Expanding the Class D Conversation: How Would You Characterize Their Differences?


Expanding the Class D Conversation: How Would You Characterize Their Differences?

I'm currently trialing the NAD M23 (1st gen. Eigentakt-based), and I find it intriguing enough to want to understand it better — which means understanding the broader sonic landscape of class D. So I'm crowd-sourcing.

In a recent exchange, the estimable Ralph Karsten (Atma-Sphere Music Systems) made two comments that stopped me cold. For those who missed it, here's what he said:

"IME, class D amps vary in sound more than tube amps, which is to say, quite a lot."

"IMO there is a bigger difference between various class D amps than you hear between various tube amps. IOW just because you heard one class D amp says nothing about how the next one might sound."

Link: https://forum.audiogon.com/posts/2885828

As I think through this more carefully, these are genuinely important claims. My own experience with tube amps confirms that they produce audibly distinct characters across topologies and designs. If Ralph is right and class D exceeds that range, then generalizing from one class D experience to another is even more hazardous than I assumed.

One specific question for Audiogon members:

If you have a Class D amp or have compared class D amplifiers, how would you describe their character(s)?

Here are some criteria I use:

  1. Frequency balance — Is the tonal response even across bass, mids, and treble, or does it favor certain regions?
  2. High-frequency texture — Are the highs extended and smooth, or edgy, grainy, and fatiguing?
  3. Bass definition — Is the low end tight and articulate, or loose and bloated?
  4. Midrange character — Does the midrange feel present and natural, or recessed and thin?
  5. Transient speed — Does the amp respond quickly to dynamic attacks, or does it sound sluggish and rounded?
  6. Dynamic range — Does it scale convincingly from quiet passages to loud ones, or compress the difference?
  7. Soundstage width and depth — Does it create a convincing three-dimensional image, or sound flat and narrow?
  8. Image specificity — Are instruments and voices placed precisely, or do they blur and wander?
  9. Background noise floor — Is the silence between notes actually silent, or is there grain, haze, or hash?
  10. Long-term listenability — After an extended session, do you want to keep listening, or has something been quietly fatiguing you?

If you can include relevant system context — room, speakers, preamp — please do. Those variables will help me interpret what the amp itself is contributing.

I'm less interested in rankings than in understanding what Ralph mentioned, namely the [vast] range of sonic signatures class D is capable of. Eigentakt, Hypex, Pascal, Purifi, GaN-based, etc. — all fair game.

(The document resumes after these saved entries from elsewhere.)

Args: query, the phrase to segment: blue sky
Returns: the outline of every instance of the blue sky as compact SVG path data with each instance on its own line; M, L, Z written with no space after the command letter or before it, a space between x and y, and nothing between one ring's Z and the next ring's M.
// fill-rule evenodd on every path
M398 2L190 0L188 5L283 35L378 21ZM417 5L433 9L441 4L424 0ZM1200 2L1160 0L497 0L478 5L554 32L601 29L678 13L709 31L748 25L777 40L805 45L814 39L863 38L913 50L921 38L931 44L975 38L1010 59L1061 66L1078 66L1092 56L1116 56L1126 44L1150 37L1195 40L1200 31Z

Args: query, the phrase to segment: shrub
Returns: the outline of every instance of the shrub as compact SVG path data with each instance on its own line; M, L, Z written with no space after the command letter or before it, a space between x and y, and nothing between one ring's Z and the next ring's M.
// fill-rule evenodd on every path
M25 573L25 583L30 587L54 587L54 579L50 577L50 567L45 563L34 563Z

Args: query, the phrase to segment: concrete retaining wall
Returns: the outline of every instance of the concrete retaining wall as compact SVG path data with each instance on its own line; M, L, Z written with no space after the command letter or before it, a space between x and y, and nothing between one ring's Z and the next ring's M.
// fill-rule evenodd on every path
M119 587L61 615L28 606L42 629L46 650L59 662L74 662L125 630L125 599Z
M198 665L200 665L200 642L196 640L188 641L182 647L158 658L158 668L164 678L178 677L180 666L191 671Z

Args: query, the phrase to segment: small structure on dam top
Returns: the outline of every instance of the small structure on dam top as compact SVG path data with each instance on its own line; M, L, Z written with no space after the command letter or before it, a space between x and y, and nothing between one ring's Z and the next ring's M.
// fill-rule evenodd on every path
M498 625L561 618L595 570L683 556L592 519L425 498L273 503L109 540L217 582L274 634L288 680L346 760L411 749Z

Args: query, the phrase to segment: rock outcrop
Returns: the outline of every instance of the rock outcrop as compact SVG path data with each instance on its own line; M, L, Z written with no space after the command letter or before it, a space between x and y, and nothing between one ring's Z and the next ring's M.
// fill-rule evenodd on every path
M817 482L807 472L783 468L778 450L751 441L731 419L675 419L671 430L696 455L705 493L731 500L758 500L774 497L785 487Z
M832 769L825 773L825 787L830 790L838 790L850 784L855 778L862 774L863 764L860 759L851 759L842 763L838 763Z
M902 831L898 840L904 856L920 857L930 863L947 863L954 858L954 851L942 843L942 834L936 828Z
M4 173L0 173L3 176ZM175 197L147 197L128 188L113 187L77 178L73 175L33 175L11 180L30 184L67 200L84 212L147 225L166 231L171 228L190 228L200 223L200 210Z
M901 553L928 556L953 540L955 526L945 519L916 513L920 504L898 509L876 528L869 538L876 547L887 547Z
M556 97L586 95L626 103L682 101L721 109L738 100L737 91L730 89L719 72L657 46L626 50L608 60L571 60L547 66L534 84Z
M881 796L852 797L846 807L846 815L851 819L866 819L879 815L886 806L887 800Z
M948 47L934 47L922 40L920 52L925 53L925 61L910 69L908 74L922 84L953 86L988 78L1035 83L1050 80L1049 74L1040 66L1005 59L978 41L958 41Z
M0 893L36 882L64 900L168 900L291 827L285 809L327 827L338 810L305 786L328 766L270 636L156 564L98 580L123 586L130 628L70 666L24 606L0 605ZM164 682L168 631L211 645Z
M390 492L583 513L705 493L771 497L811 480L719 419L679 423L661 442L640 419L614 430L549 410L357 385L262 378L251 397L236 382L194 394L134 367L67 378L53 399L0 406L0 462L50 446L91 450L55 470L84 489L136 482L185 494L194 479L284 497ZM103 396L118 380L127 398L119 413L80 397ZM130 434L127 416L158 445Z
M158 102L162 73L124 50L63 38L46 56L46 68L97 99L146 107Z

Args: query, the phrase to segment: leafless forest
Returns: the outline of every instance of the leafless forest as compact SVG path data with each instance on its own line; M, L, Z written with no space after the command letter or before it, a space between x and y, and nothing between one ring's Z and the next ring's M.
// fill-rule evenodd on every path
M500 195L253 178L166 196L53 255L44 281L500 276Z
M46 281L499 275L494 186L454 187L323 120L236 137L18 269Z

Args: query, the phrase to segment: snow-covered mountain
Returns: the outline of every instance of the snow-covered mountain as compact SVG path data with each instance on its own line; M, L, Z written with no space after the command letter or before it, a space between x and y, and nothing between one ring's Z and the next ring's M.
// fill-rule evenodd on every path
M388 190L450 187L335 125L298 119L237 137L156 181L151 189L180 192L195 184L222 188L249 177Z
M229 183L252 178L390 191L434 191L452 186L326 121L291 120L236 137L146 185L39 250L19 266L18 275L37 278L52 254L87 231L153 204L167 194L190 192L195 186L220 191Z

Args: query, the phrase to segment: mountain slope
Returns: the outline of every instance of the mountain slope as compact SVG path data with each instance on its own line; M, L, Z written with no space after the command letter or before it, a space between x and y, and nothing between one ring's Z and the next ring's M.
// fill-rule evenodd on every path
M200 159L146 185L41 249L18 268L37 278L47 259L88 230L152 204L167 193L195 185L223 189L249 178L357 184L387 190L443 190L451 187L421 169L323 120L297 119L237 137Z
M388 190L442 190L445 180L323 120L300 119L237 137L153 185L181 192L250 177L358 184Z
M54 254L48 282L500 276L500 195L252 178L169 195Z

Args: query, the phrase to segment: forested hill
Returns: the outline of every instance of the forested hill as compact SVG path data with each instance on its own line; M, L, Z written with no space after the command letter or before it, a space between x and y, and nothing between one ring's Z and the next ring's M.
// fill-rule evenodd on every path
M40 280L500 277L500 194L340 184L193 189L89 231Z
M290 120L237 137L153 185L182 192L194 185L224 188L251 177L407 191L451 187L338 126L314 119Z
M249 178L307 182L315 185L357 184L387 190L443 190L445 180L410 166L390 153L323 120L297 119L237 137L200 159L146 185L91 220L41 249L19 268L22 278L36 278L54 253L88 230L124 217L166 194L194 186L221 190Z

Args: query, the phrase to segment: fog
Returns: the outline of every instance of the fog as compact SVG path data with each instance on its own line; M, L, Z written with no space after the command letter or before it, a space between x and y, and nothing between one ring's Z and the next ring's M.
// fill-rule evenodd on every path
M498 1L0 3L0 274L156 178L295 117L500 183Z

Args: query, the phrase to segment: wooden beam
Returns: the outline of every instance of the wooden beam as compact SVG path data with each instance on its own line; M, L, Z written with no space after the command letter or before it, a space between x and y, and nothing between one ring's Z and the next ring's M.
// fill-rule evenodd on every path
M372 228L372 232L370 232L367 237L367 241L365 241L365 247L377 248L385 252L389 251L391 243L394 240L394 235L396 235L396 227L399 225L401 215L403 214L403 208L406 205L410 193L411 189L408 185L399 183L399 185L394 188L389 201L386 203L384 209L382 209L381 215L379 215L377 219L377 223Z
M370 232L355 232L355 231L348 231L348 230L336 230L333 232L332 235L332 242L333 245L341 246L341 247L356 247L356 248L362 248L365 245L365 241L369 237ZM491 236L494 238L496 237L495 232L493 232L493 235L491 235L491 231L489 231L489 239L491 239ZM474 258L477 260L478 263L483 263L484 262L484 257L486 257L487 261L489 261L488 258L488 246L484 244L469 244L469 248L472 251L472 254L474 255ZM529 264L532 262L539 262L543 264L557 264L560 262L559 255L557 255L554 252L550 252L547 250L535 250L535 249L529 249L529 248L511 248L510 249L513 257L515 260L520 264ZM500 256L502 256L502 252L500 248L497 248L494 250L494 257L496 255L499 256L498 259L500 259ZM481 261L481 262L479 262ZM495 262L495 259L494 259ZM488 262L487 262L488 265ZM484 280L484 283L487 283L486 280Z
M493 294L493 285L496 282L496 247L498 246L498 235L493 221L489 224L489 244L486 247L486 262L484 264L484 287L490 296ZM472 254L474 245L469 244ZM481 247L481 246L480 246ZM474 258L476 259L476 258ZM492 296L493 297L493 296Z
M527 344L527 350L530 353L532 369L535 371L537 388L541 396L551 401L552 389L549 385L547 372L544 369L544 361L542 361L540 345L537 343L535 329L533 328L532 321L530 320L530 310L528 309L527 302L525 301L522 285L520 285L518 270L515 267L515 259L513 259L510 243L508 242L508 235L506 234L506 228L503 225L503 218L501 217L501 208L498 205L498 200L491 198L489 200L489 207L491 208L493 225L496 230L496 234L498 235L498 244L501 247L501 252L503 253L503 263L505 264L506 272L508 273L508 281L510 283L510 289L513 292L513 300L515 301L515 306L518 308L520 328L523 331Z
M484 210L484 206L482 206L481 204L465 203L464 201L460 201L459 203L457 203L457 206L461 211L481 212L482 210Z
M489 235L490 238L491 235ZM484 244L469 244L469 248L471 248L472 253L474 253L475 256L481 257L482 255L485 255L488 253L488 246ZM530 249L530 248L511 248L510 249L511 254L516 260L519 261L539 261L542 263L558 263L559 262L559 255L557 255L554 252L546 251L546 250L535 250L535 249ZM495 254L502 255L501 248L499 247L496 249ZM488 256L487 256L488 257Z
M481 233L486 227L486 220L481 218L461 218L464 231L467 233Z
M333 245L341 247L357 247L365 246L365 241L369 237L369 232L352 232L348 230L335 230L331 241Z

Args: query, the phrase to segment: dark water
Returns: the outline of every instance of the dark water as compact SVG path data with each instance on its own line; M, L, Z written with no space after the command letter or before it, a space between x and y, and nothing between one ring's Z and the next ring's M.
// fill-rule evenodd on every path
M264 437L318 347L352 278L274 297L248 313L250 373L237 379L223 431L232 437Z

Price is no constraint here — I'm interested in the full range of what's out there.

hilde45

@laoman 

I would suggest you read the posts on the thread. I have been trying AGD amps for over a week. SMH.

@hilde45 

I just received my first class d mono blocks to demo, Orchard Audio Starkrimson 25’s. They 150 watts into 8 ohms. I’ve only listened to tubes the last 5 years, an el34 push pull, 300b set and currently a Western Electric 124 6l6 push pull. I’m pleasantly surprised at how good it sounds. Not at all clinical, yet has super clarity. It’s also very smooth and so far, 2 sessions, not fatiguing at all. I have 98db sensitive Volti Lucera speakers so opted for the 150 watts. The Ultra Premiums I believe are 500 watts. The tonal balance and natural delivery has me enjoying them quite a bit. Tubes do add that extra “romance/aura” which I miss but feel to get that you give up other positive attributes. At least with the amps I’ve had thus far. Not sure this helps at all but just wanted to share. 
p.s. Low level listening, 60-70, is excellent with the Orchard Audio mono blocks. 

I have and have heard various Class D amps in recent years.  Each may sound different and I may prefer some over others, but I am not aware that any are “badly implemented”.   Some probably are but only measurements can determine objectively.  Subjectively sounding bad to some  does not alone mean a bad implementation.  Different ears alone may account for what sounds good or not. 
 

More that some are better for some things than others and I may prefer one over another, just like all the rest. 

+1 @mapman 

Instead of treating Class D as “a sonic character”, simply treat it as another Class with many sonic presentations.